O PL permite o pagamento de débitos em até 120 parcelas mensais, iguais e sucessivas para os débitos das pessoas físicas. Em relação à pessoa jurídica, a proposta não prevê um número fluxo de parcelas, apenas informa que o valor de cada parcela é determinado em função do percentual da receita bruta do mês anterior. Além disso, o texto aplica a redução de 90% das multas de mora e de ofício, das isoladas, dos juros de mora e do valor de
encargo legal.
A proposta também traz o valor de parcelas mínimas. Para a pessoa física não pode ser inferior a R$ 300; a pessoa jurídica submetida ao regime de tributação com base no lucro presumido deve pagar pelo menos R$ 1 mil. Nos demais casos, a parcela mínima é de R$ 2 mil.
Entre as formas de pagamento estão parcelas mensais, utilização de prejuízos fiscais e base de cálculo negativa da Contribuição Social sobre o Lucro Líquido (CSLL) e compensação de créditos próprios relativos a tributo ou contribuição decorrente de ação judicial transitada em julgado. O contribuinte também poderá quitar as parcelas com bens imóveis no limite de até 30% do montante do débito a ser parcelado.
“A instituição de parcelamentos sempre significa o estado abrir mão de receitas, isso é ruim. Mas neste cenário é justificável. De fato, muitas empresas estão com dificuldade para sobreviver e obviamente a carga tributária tem um peso grande nessa dificuldade. Me parece que nesse cenário a medida é válida e pode ajudar de ambos os lados [governo e contribuinte]”, analisa o tributarista Júlio César Soares, sócio do escritório Dias de Souza.
Ponderações
O “Refis da Pandemia” proposto pelo deputado Ricardo Guidi (PSD/SC) agrada os partidos do chamado Centrão, mas sofre resistências, como a do presidente da Câmara, deputado Rodrigo Maia. Conceitualmente contrário a parcelamentos de dívidas “porque passa uma sinalização ruim de que as pessoas podem deixar de contribuir que lá na frente vem um Refis”, Maia argumentou, nesta quinta-feira (4/6), que diante da pandemia uma
renegociação de dívidas será necessária. Para ele, porém, “um último Refis” pode ser feito como parte de uma rearrumação do sistema tributário.
“O que eu acho é que deveríamos aproveitar a crise para fazer uma discussão mais ampla, a partir de julho, da reforma tributária, para dentro dela discutir um último Refis. O Refis é um instrumento ruim. O Refis tem a ver com arrecadação tributária, ele pode estar dentro desse pacote de um novo modelo tributário brasileiro e resolver esses não pagamentos desse momento, que serão inevitáveis”, disse. Maia articula com o presidente do Senado,
Davi Alcolumbre (DEM-AP), a retomada dos trabalhos da comissão mista da reforma tributária para o segundo semestre.
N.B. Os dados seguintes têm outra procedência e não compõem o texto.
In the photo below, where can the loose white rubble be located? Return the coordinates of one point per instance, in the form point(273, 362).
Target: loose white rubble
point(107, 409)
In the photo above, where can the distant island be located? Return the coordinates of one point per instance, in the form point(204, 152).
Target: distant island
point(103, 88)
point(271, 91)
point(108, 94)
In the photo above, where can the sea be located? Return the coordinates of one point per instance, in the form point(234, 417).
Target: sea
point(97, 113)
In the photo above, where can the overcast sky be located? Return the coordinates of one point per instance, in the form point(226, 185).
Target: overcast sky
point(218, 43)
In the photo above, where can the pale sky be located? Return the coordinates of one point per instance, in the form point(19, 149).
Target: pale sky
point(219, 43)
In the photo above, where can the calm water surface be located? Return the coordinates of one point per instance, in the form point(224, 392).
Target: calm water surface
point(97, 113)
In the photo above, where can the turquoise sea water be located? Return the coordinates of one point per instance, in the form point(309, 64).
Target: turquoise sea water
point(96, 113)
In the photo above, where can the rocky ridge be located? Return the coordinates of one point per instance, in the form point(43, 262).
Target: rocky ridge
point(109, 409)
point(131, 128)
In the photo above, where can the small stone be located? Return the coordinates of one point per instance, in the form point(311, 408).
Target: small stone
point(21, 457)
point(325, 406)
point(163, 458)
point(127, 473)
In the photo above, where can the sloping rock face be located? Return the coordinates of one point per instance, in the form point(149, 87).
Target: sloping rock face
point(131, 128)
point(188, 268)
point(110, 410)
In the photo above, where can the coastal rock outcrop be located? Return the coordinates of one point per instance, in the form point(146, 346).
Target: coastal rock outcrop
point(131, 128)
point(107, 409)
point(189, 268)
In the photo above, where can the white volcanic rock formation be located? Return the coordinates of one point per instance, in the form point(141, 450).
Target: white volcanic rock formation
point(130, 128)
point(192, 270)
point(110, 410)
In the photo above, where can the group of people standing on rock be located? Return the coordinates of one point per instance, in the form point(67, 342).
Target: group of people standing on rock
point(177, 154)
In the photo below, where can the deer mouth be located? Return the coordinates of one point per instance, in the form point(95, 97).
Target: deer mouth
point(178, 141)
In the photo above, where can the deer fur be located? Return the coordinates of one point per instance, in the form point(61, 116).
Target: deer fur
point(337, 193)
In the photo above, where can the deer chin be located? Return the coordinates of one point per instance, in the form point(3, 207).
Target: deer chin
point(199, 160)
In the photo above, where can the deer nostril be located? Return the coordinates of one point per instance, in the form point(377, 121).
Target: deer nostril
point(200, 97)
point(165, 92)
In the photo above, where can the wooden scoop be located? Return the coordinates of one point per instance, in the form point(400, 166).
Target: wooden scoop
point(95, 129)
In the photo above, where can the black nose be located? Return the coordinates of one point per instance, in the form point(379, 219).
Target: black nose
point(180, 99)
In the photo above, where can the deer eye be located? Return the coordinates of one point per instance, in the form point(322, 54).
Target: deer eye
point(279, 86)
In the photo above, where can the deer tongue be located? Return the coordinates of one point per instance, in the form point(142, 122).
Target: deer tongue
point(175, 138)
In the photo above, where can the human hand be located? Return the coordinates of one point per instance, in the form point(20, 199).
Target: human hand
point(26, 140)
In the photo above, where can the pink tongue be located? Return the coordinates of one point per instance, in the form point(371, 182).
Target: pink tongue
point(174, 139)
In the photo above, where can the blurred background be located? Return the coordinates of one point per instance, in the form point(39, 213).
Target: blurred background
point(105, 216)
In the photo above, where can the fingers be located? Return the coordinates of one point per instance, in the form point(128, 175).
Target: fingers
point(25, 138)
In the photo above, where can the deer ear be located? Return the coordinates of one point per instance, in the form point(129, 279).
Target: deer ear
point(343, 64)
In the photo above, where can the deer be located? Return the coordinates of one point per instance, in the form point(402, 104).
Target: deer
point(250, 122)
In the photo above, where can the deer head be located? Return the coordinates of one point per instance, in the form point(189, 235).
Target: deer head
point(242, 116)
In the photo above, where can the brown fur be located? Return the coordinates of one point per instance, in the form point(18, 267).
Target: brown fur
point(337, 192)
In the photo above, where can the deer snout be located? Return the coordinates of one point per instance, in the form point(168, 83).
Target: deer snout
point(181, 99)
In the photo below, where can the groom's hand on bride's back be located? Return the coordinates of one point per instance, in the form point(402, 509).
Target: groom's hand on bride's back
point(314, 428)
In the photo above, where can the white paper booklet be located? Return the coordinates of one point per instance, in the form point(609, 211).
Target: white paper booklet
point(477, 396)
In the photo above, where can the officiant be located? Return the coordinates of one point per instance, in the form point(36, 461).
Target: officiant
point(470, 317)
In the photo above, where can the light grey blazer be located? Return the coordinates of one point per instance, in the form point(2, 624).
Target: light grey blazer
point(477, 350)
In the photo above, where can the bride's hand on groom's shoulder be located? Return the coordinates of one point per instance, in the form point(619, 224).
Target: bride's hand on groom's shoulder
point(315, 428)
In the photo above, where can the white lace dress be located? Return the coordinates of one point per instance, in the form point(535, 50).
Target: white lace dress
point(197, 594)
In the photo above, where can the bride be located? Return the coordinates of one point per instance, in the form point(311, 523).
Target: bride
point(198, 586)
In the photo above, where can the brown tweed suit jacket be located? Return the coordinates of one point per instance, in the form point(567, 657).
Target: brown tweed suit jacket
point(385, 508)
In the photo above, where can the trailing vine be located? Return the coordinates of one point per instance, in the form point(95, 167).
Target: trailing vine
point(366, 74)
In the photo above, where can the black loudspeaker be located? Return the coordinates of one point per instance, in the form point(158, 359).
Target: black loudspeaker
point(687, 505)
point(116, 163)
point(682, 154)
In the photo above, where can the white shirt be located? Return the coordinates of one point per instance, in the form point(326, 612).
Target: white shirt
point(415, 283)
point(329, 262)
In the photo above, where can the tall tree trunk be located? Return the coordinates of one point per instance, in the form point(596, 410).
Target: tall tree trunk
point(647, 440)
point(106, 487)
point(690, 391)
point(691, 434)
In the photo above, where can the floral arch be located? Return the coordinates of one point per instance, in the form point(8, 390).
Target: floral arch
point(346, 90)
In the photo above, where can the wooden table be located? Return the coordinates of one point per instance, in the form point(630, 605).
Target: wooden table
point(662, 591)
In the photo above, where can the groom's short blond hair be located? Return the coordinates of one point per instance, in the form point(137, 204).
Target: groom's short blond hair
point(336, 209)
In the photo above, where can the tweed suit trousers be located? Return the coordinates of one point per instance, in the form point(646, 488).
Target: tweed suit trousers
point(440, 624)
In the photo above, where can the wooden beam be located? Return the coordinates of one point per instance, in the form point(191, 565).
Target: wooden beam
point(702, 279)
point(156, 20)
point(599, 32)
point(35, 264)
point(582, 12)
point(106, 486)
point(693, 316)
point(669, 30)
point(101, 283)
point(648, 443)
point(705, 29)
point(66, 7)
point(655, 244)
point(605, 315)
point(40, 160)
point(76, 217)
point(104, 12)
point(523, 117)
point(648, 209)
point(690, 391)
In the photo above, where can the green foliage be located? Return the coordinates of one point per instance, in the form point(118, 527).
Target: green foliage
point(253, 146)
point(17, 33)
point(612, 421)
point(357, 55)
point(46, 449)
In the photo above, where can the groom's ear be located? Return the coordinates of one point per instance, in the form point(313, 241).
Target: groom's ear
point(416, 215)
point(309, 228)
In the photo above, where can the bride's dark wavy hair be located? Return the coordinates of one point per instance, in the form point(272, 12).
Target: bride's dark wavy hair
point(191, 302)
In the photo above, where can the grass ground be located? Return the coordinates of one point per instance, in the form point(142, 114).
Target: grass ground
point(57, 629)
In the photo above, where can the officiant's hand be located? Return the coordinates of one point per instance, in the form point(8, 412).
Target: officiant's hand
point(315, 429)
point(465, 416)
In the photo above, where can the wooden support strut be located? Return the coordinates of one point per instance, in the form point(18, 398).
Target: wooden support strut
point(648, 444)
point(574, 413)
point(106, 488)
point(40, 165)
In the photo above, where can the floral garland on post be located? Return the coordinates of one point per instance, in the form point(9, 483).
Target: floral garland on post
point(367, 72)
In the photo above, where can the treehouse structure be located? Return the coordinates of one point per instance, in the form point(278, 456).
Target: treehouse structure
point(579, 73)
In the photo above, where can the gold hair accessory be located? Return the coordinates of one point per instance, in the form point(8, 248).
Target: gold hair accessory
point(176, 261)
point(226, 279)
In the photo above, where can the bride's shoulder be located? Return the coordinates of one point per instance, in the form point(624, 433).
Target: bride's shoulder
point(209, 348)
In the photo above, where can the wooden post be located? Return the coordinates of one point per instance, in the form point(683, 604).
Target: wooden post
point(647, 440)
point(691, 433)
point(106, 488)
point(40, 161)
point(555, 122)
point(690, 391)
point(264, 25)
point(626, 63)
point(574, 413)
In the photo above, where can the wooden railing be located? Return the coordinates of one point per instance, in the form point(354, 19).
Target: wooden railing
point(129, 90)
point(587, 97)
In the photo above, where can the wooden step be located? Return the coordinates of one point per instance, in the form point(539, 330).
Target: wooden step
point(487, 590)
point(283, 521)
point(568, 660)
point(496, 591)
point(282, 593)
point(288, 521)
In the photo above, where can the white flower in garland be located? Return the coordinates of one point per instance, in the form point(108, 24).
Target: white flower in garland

A Anafe acredita que o auxílio fiscal deve ser feito às empresas que, de fato, precisam. Na opinião da associação, nos moldes como o PL está construindo, ele pode ser usado por devedores contumazes e até por fraudadores. Dessa forma, a Anafe defende que, em vez de um PL para um Res, seja feita a adequação legislativa na Lei do Contribuinte Legal para as empresas afetadas pela pandemia, de modo que elas possam negociar as dívidas
tributárias. “A utilização da Lei do Contribuinte Legal dá a possibilidade de que se faça uma análise pormenorizada de cada devedor para que somente as empresas que precisem tenham o benefício”, diz Marcelino Rodrigues.